New Federal Theatre (NFT) has produced more works by minority playwrights and women than any other organization in the history of New York theater. Its name came out of the Federal Theatre Project, created under the FDR administration and directed by Hallie Flannigan, which had 35 Negro Units across America. In over 450 productions, NFT has brought an exceptional cohort of minority actors, directors, and designers to national attention. These include playwrights Ron Milner, J.E. Franklin, Ed Bullins, Pearl Cleage, Charles Fuller, Ossie Davis, Ruby Dee, Laurence Holder, Ntozake Shange ("for colored girls who have considered suicide when the rainbow is enuf") and Amiri Baraka ("Slave Ship," "Black Girl"), "When The Chickens Came Home To Roost") and actors Denzel Washington, Debbie Allen, Phylicia Rashad, S. Epatha Merkerson, Issa Rae, La Tanya Richardson Jackson, Samuel L. Jackson, Chadwick Boseman, and Morgan Freeman. Its vocational training workshops, begun in 1976, have prepared Black people for employment in the theatre.
Woodie King, Jr., Founder and Producing Director Emeritus of New Federal Theatre, has been a father in the theater to generations of Black and women playwrights, actors and other professionals whose work he has nurtured and presented since the 1970's. The company rose to national prominence with such productions as "Black Girl" by J.e.
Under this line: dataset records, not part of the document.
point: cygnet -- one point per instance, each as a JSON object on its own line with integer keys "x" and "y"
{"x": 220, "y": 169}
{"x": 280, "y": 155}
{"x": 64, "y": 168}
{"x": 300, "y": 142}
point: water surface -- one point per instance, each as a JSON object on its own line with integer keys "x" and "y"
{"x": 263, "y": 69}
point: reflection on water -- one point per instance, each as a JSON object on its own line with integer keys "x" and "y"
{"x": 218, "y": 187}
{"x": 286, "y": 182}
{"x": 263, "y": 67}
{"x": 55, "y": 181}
Franklin, which won a Drama Desk Award; "The Taking of Miss Janie" by Ed Bullins, which moved from NFT to Lincoln Center and won the Drama Critics Circle Award; and "for colored girls who have considered suicide / when the rainbow is enuf" by Ntozake Shange, which performed on Broadway for ten months and was nominated for the Best Play Tony Award. before embarking on a three-year national tour. It has subsequently been performed regionally and around the world and was revived in 2019. Woodie King, Jr. and NFT received the 2020 Tony Honor for Excellence in the Theatre.
Gabrielle L. Kurlander is a theater director, actor and nonprofit entrepreneur who left a Broadway national tour in 1987 to join the grassroots Castillo Theatre and its blend of activism and political and multicultural theater. She has spent more than 35 years building programs to empower poor and underserved communities using an innovative performance approach. She has served as founding CEO of All Stars Project since 1989. She serves on the boards of The Arts Community Alliance and All Stars Project.
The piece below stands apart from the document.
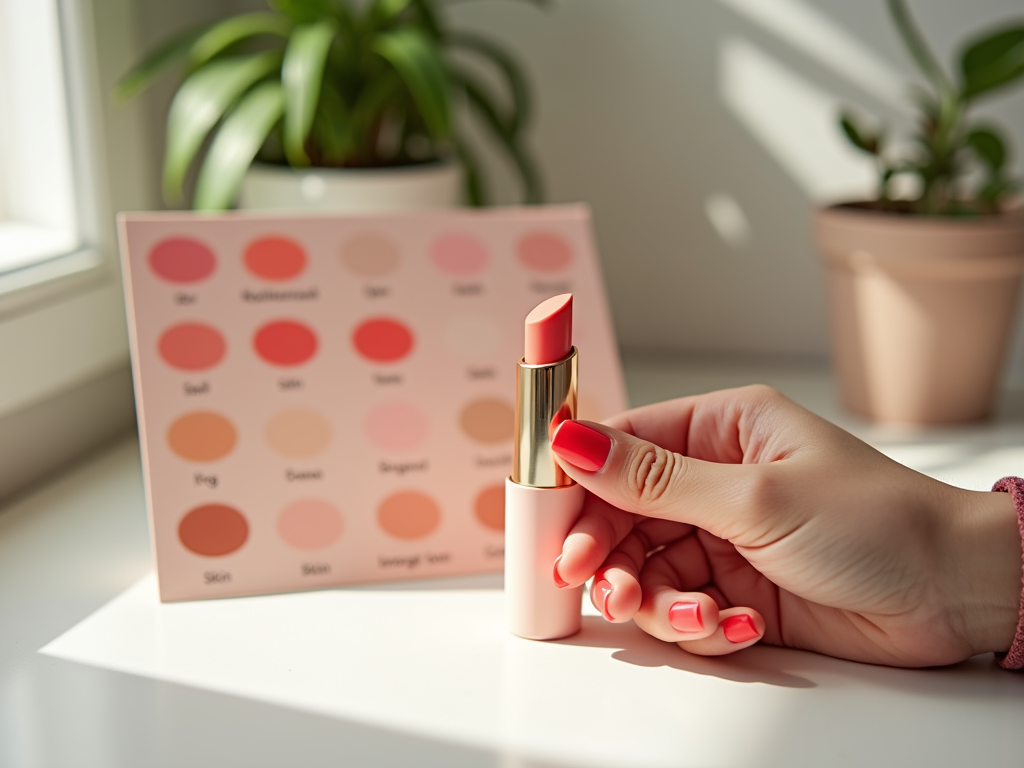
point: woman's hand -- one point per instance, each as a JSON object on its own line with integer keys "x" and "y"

Sade Lythcott is the CEO of the historic National Black Theatre (NBT). She is the daughter of the late Dr. Barbara Ann Teer, founder of NBT and legendary champion of African-American arts and culture. As a leader and staunch advocate for women and people of color in the cultural sector, she chairs the Coalition of Theaters of Color, serves on the board of directors of Brooklyn Academy of Music (BAM) and the advisory boards of the Black Genius Foundation, Art in a Changing America, and HueArts NYC Project. In 2021, she served on the New York Governor’s task force to reopen live performance statewide after pandemic-era shuttering and was chosen by New York City Mayor Elect Eric Adams to co-lead his transition committee on Parks, Arts and Culture and was tasked to contribute to the blueprint for New York City’s recovery.
"Telling Tales Out of School" by Wesley Brown, directed by Woodie King, Jr., will open NFT’s Fall Season on October 17, 2023.